Monday lunchtime at M&L Chinese restaurant on Cathedral Street was busy.
Waitstaff seated and greeted newcomers. Businessmen and families chattered over bowls of hot noodles, rice, and steaming hot dumplings.
Dumplings are a popular dish here, and at The Vintage Teapot, its sister restaurant over the way, says owner Angie Wang.
Customers have regularly asked how to make them. “It gave me an idea,” she said.
For several months, they have been running workshops at the Vintage Teapot, under the tutelage of dim sum chef Li Xiu.
This Sunday will be their eighth workshop, during which pupils spend two hours learning about dumplings, and how to make them from scratch – and get ample time to enjoy the fruits of their labours.
At one of M&L’s tables, a waiter silently set down a basket of pale green dumplings.
“The shape comes from the shape of old Chinese money. On Chinese New Year, you have to eat a dumpling at midnight. It brings money and good luck,” says Wang.
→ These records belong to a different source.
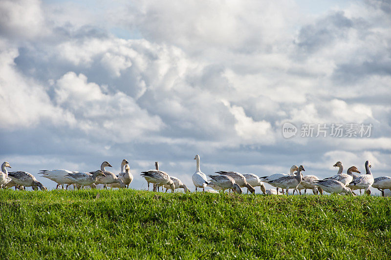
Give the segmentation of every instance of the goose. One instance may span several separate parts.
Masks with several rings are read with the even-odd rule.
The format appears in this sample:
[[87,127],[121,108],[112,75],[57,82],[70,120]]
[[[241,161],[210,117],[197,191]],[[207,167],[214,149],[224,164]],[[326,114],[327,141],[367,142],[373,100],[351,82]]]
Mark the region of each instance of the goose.
[[[253,173],[244,173],[243,174],[243,176],[246,178],[246,181],[247,182],[247,183],[251,185],[253,188],[260,186],[261,190],[263,194],[265,194],[265,191],[266,190],[265,189],[265,185],[261,181],[259,177]],[[247,193],[248,193],[248,189],[247,189]]]
[[20,186],[15,183],[15,182],[12,180],[12,179],[11,178],[8,177],[9,179],[9,181],[8,181],[5,184],[3,185],[3,189],[8,189],[9,188],[12,188],[13,187],[15,187],[15,191],[16,191],[17,189],[18,189],[20,191],[22,191],[24,190],[24,187],[22,186]]
[[382,196],[384,196],[384,190],[391,189],[391,177],[382,176],[373,179],[372,187],[377,189],[382,192]]
[[268,189],[265,191],[265,195],[280,195],[282,192],[277,193],[277,190],[275,189]]
[[[302,182],[297,186],[297,190],[300,195],[302,195],[302,190],[303,189],[304,189],[304,195],[305,195],[307,189],[312,190],[312,193],[315,195],[317,195],[318,191],[322,194],[323,191],[319,187],[317,189],[317,187],[314,183],[314,181],[319,179],[319,178],[314,175],[306,175],[303,176]],[[295,194],[295,191],[293,191],[293,194]]]
[[[300,165],[297,169],[296,176],[287,175],[283,176],[276,180],[274,180],[270,181],[270,183],[273,183],[276,186],[281,188],[282,189],[285,189],[286,192],[286,195],[288,195],[288,191],[289,189],[296,189],[299,184],[301,182],[302,179],[302,174],[301,171],[305,172],[304,167],[303,165]],[[283,190],[282,191],[283,194]]]
[[[184,184],[179,179],[176,177],[172,176],[170,176],[170,178],[171,179],[171,180],[172,180],[174,183],[174,190],[181,188],[183,189],[185,193],[190,192],[190,190],[189,190],[189,188],[187,188],[187,186]],[[168,184],[164,184],[163,187],[166,188],[166,192],[167,192],[169,189],[171,189],[170,185]]]
[[[270,184],[271,186],[276,187],[277,190],[277,192],[278,192],[279,187],[276,186],[275,184],[273,184],[272,183],[270,183],[270,182],[272,180],[276,180],[284,176],[288,176],[289,175],[294,176],[294,173],[295,171],[297,171],[298,169],[298,167],[296,166],[296,165],[292,165],[292,167],[290,168],[290,169],[289,170],[289,174],[287,174],[286,173],[275,173],[270,176],[265,176],[264,177],[260,177],[260,180],[263,181],[263,182],[266,182],[266,183],[268,183]],[[283,193],[283,191],[282,191],[282,193]]]
[[69,173],[78,172],[67,170],[41,170],[40,172],[41,172],[39,173],[39,174],[43,174],[42,177],[47,178],[57,183],[57,185],[56,186],[56,190],[60,186],[61,186],[64,189],[65,184],[66,184],[66,189],[67,190],[68,186],[70,184],[73,184],[74,182],[72,182],[72,180],[65,177],[65,175]]
[[202,192],[206,192],[208,193],[217,193],[217,194],[218,194],[218,192],[217,192],[214,190],[205,190],[205,191],[203,191]]
[[369,170],[369,168],[371,167],[370,162],[369,161],[365,162],[365,171],[366,173],[357,177],[356,179],[349,183],[349,185],[348,187],[352,190],[359,189],[360,195],[361,195],[361,189],[364,189],[365,190],[365,193],[369,195],[370,194],[369,187],[372,186],[374,180],[373,175],[372,175],[372,173],[370,172],[370,170]]
[[[124,172],[120,173],[117,175],[117,177],[122,180],[122,181],[124,182],[124,184],[126,185],[126,188],[129,188],[129,185],[133,181],[133,175],[130,173],[130,167],[129,166],[129,164],[125,165],[123,170]],[[111,184],[109,184],[109,185],[112,188],[120,187],[119,183],[111,183]]]
[[205,187],[208,185],[206,175],[201,171],[199,168],[199,155],[196,154],[194,159],[196,160],[197,168],[196,172],[193,174],[192,179],[194,186],[196,186],[196,192],[197,188],[202,188],[202,191],[205,191]]
[[1,172],[0,172],[0,188],[10,181],[7,167],[11,169],[11,165],[9,165],[8,162],[4,162],[1,164]]
[[318,180],[314,181],[315,185],[322,188],[325,192],[329,193],[349,194],[353,196],[354,195],[350,188],[346,187],[340,181],[329,179],[325,180]]
[[[171,192],[174,192],[174,181],[170,178],[170,175],[167,173],[157,170],[150,170],[147,172],[141,172],[141,175],[146,180],[148,178],[147,181],[156,184],[156,187],[163,186],[164,184],[168,184],[171,189]],[[156,191],[155,188],[154,189],[153,191]]]
[[217,173],[222,175],[226,175],[232,177],[235,181],[235,183],[239,185],[240,188],[245,187],[247,188],[250,192],[254,194],[255,193],[255,189],[253,188],[253,186],[247,183],[246,180],[246,178],[243,176],[243,174],[236,172],[224,172],[219,171],[216,172]]
[[[159,171],[159,163],[157,162],[155,162],[155,170],[156,171]],[[152,171],[152,170],[151,170],[151,171]],[[151,181],[150,181],[150,180],[151,180],[152,178],[150,177],[149,177],[148,176],[144,176],[144,178],[145,179],[145,180],[147,181],[147,183],[148,183],[148,191],[150,191],[150,183],[151,182]],[[154,183],[153,184],[153,191],[154,192],[155,190],[156,190],[156,186],[155,186],[155,184]]]
[[[343,169],[343,167],[342,166],[342,164],[341,163],[341,162],[337,162],[337,163],[340,163],[341,165],[341,167],[340,167],[340,170],[338,171],[338,173],[339,173],[341,171],[341,169]],[[334,165],[334,167],[335,167],[336,166],[337,166],[337,164]],[[328,178],[326,178],[324,179],[337,180],[343,183],[344,185],[347,186],[353,180],[353,174],[352,173],[352,172],[354,172],[355,173],[361,173],[358,171],[357,167],[356,167],[355,166],[352,166],[351,167],[348,169],[347,173],[338,173],[336,175],[334,175],[334,176],[332,176],[331,177],[329,177]]]
[[[116,175],[117,177],[122,180],[122,181],[124,182],[124,184],[126,185],[127,188],[129,187],[129,184],[133,180],[133,175],[131,175],[131,173],[130,173],[130,168],[129,165],[128,165],[128,163],[129,163],[128,162],[128,161],[126,159],[124,159],[122,160],[122,161],[121,162],[121,172]],[[125,171],[125,167],[127,166],[127,165],[129,168],[129,171],[128,173],[127,173]],[[131,180],[130,179],[130,178],[131,178]],[[126,180],[125,180],[125,179],[126,179]],[[125,183],[125,182],[126,182],[126,183]],[[113,188],[120,188],[120,185],[118,182],[110,183],[109,184],[108,184],[107,186],[111,187],[111,189]]]
[[209,180],[209,183],[222,188],[223,192],[225,190],[232,189],[235,190],[235,192],[239,194],[243,193],[243,191],[240,186],[236,183],[234,178],[229,175],[208,175],[208,176],[211,179]]
[[34,186],[36,186],[40,187],[42,191],[47,190],[42,183],[37,180],[33,175],[27,172],[11,172],[8,173],[8,176],[18,185],[24,187],[31,187],[33,189],[34,189]]
[[[101,165],[101,171],[102,171],[103,173],[105,173],[105,175],[98,176],[96,181],[95,182],[95,184],[96,185],[103,184],[104,189],[107,189],[108,184],[114,183],[115,182],[119,183],[120,188],[125,188],[126,187],[124,184],[124,182],[122,181],[122,180],[118,178],[118,177],[117,177],[117,175],[111,172],[106,171],[105,169],[106,167],[112,167],[112,166],[111,166],[109,163],[106,161],[102,163],[102,164]],[[94,173],[94,172],[90,172],[89,173],[91,174],[93,174]]]
[[106,176],[106,175],[103,172],[98,170],[92,174],[89,173],[71,173],[65,175],[65,177],[77,185],[80,185],[81,189],[84,189],[84,186],[92,185],[99,176]]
A frill along the seam of the dumpling keeps in the filling. In this case, finely minced vegetables and a little tofu, with minimal seasoning. They’re soft, a little soupy, and vaguely crescent-shaped. They should be eaten hot, she says.
Chef Xiu briefly joins the conversation, with Wang translating. She was a little nervous for the first workshop, she says. But not anymore.
For years, she trained apprentices back in Sichuan Province, where she’s from in China. So she was used to teaching, just not for a big crowd.
“You should see her make them. She’s like a mechanic. Like a machine,” says Wang.
On average, Xiu makes about 400 dumplings a day at M&L: prawn, beef, pork, and vegetarian.
She’s worked as a pastry chef, specialising in dim sum, for nearly 30 years, she says. She spent a year, too, working with a dedicated dim-sum master.
The dumplings served here are her based on her own recipes and those of her husband, who also works as a chef at M&L.
Learning the Craft
In the first hour of the workshop, attendees learn how to make dough and filling from scratch. They shape the dough and fold it, making about ten dumplings.
The shape doesn’t matter too much, says Wang. “Sometimes it looks funny, but you still have to eat it. The shape doesn’t make a difference to the taste.”
The best dumpling-crafter on the night gets a box of fine Chinese tea, she says.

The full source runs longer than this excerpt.